Seperti diketahui, pemerintah berencana melakukan pelarangan ekspor bijih bauksit sekaligus mendorong industri pengolahan dan pemurnian bauksit di dalam negeri. Kebijakan pelarangan tersebut akan mulai diberlakukan pada Juni 2023. Kebijakan tersebut diumumkan oleh Jokowi pada Rabu (21/12).

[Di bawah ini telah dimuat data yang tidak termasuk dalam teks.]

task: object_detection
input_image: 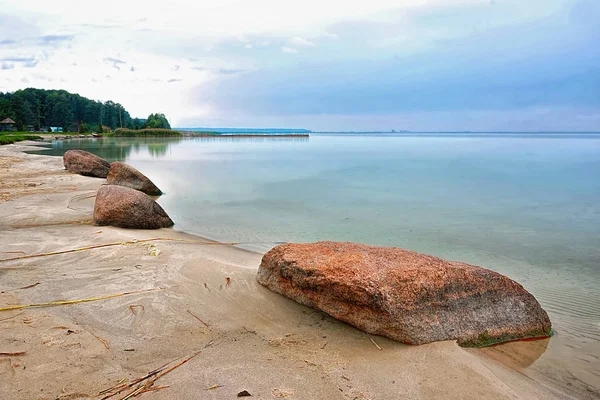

Sebelumnya,pemerintah telah memberlakukan kebijakan pelarangan ekspor bijih nikel sejak 1 Januari 2020 lalu. Kebijakan tersebut, berdasarkan catatan Presiden Joko Widodo (Jokowi), berhasil meningkatkan nilai ekspor nikel secara signifikan dari Rp17 triliun di akhir tahun 2014 menjadi Rp 326 triliun pada tahun 2021, atau meningkat 19 kali lipat.